Donald Trump também reagiu no Twitter a esta parte da audiência, mais uma vez com um comentário que altera o sentido original da resposta do director do FBI. Quando questionado sobre se pôs o antigo Presidente Barack Obama ao corrente de algum telefonema em que Michael Flynn estivesse envolvido, o director do FBI voltou a dizer apenas que não iria comentar esse assunto em particular. No Twitter, Donald Trump partilhou a pergunta e a resposta e escreveu: "O director do FBI Comey recusa-se a negar que tenha posto o Presidente Obama ao corrente de telefonemas feitos por Michael Flynn para a Rússia."

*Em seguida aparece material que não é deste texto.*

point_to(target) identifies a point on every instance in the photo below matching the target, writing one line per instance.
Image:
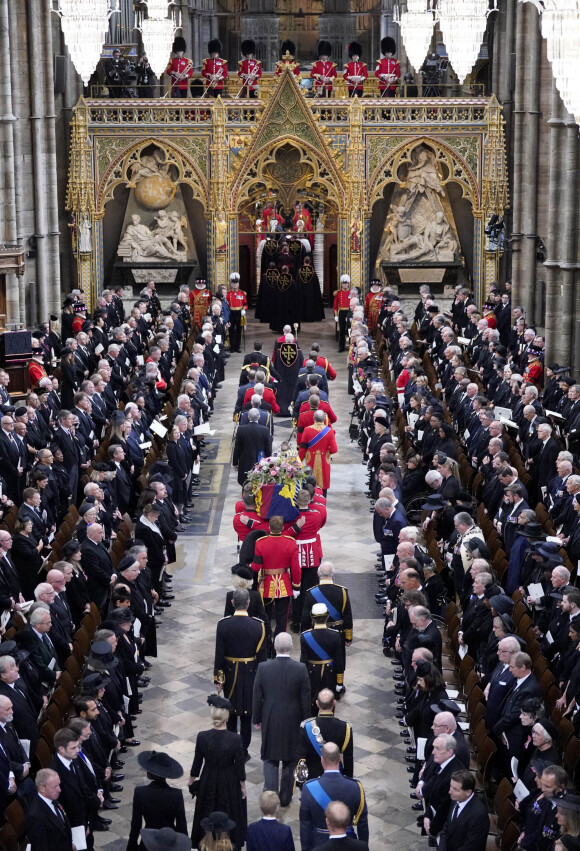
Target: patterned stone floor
(174, 705)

Sem indícios de que Trump foi espiado
Durante várias horas, James Comey e Mike Rogers responderam a perguntas da Comisão de Serviços Secretos da Câmara dos Representantes sobre dois temas: se há indícios de interferência russa nas eleições presidenciais de 2016 e se há indícios que comprovem a acusação de Donald Trump de que foi espiado a mando de Barack Obama.
Tanto James Comey como Mike Rogers afirmaram que não encontraram indícios que corroborem a acusação de Donald Trump. "Não tenho informações que confirmem esses tweets, e investigámos a fundo no FBI", respondeu James Comey. O director da NSA disse que, de acordo com a lei norte-americana, nenhum indivíduo pode ordenar escutas a quem quer que seja sem passar por uma lista de responsáveis, de agências e do sistema judicial – nem mesmo um Presidente dos Estados Unidos.
Depois de terem sido informados previamente sobre o que iria ser discutido na comissão desta segunda-feira, vários congressistas do Partido Democrata e do Partido Republicano já tinham desvalorizado a acusação de Donald Trump. O responsável do Partido Republicano na Comissão de Serviços Secretos, Devin Nunes, teve o cuidado de dizer apenas que não há indícios da existência de microfones e outro material de espionagem na Torre Trump, em Nova Iorque, deixando em aberto a possibilidade de ter existido espionagem por outros meios – mas essa suspeita foi também afastada pelo FBI e pela NSA.
O Presidente dos Estados Unidos nunca apresentou provas de que tinha sido espiado a mando de Barack Obama, mas repetiu essa acusação em vários tweets e declarações públicas. Na conferência de imprensa conjunta com Angela Merkel, na passada sexta-feira, Donald Trump disse que essa acusação foi feita com base em declarações de um analista à Fox News (o juiz Andrew Napolitano disse na Fox News que Trump foi escutado pelos serviços secretos britânicos a pedido de Obama).
Mas essa acusação foi desmentida pela agência de serviços secretos britânica GCHQ e pelo pivô da Fox News Shepard Smith: "A Fox News não confirma o comentário do juiz Napolitano. A Fox News não tem conhecimento de qualquer indício de que o actual Presidente dos Estados Unidos tenha sido espiado, em nenhuma altura e de nenhuma forma."
Esta não foi a primeira vez que Donald Trump apontou a estação de televisão Fox News como base para uma acusação feita enquanto Presidente dos Estados Unidos: no dia 19 de Fevereiro, Trump disse num comício que algo de grave se tinha passado na Suécia na sexta-feira anterior, quando estava a falar sobre o terrorismo. Ficou implícito que a Suécia tinha sido alvo de um ataque terrorista, mas nada se passou no país nesse dia. O ex-ministro dos Negócios Estrangeiros da Suécia Carl Bildt reagiu perguntado o que é que Donald Trump tem andado a fumar.
O director do FBI, James Comey, foi muito criticado pelo Partido Democrata no ano passado, quando anunciou em cima das eleições que a sua agência tinha reaberto a investigação aos e-mails de Hillary Clinton. Dois dias antes da vitória de Donald Trump, o FBI anunciou que não tinha encontrado nada de novo, mas a campanha de Clinton acusou James Comey de interferir na campanha – de acordo com o Partido Democrata, o anúncio da reabertura da investigação reforçou a ideia de uma parte do eleitorado de que Hillary Clinton tinha cometido falhas graves, ou mesmo crimes, durante o tempo em que foi secretária de Estado norte-americana.